Still uit de Brandpunt-reportage over Van Genk’s fantastische werkelijkheid – bezoekers aan de tentoonstelling
Van 18 januari tot 18 maart 1964 was in de kantine van Steendrukkerij De Jong & Co. in Hilversum de tentoonstelling Van Genk’s fantastische werkelijkheid te zien. Het was de eerste keer dat Willem van Genk zijn werk aan een breed publiek toonde. Het actualiteitenprogramma Brandpunt besteedde door middel van een korte televisiereportage aandacht aan de tentoonstelling. Het publiek kon er kennismaken met ‘de bizarre tekeningen van deze zondagsschilder’, ‘grote vellen papier, meestal volgekrabbeld met stadspanorama’s, treinen, autobussen, tanks’. De reden dat de expositie nogal wat publiciteit trok, lag volgens het programma aan de psychische constitutie van de kunstenaar: ‘Willem van Genk is namelijk geestelijk gestoord.’ De bezoekers waren in twee groepen te verdelen – zij die de tekeningen ‘als uitingen van een zieke, manische geest’ zagen en zij die de kunstenaar ‘als een grote artistieke ontdekking zien. Die zeggen dat hij met zijn intelligentie de kortsluiting met de werkelijkheid wil opheffen. Zij verwachten dat Van Genk over een paar jaar een beroemd man zal zijn.’ [1]

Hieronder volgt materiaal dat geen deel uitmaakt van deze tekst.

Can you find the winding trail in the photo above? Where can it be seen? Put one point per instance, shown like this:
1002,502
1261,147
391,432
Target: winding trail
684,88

De expositie in Hilversum was op instigatie van J.J. (Joop) Beljon, directeur van de Koninklijke Academie voor Beeldende Kunsten in Den Haag, georganiseerd door grafisch ontwerpers Pieter Brattinga (1931-2004) en Simon den Hartog (1933). Brattinga’s vader was directeur van de Steendrukkerij, en Van Genk’s fantastische werkelijkheid maakte deel uit van een reeks tentoonstellingen die Brattinga daar als director of design tussen 1954 en 1972 verzorgde. De tentoonstellingen hadden aanvankelijk als doel het eigen personeel vertrouwd te maken met de laatste ontwikkelingen op het gebied van grafische vormgeving en beeldende kunst. Brattinga had echter een goede neus voor kwaliteit en was vaak vooruitstrevend in zijn onderwerpkeuzes, waardoor de tentoonstellingen ook vrij snel buiten het eigen bedrijf bekendheid kregen. Er waren vroege exposities rond het werk van kunstenaars als Carel Visser en Shinkichi Tajiri, maar aan bod kwamen onder meer ook de typografische experimenten van Willem Sandberg, de architectuur van Ludwig Mies van der Rohe, putdeksels in New York en een geurenprogramma van Wim T. Schippers. [2]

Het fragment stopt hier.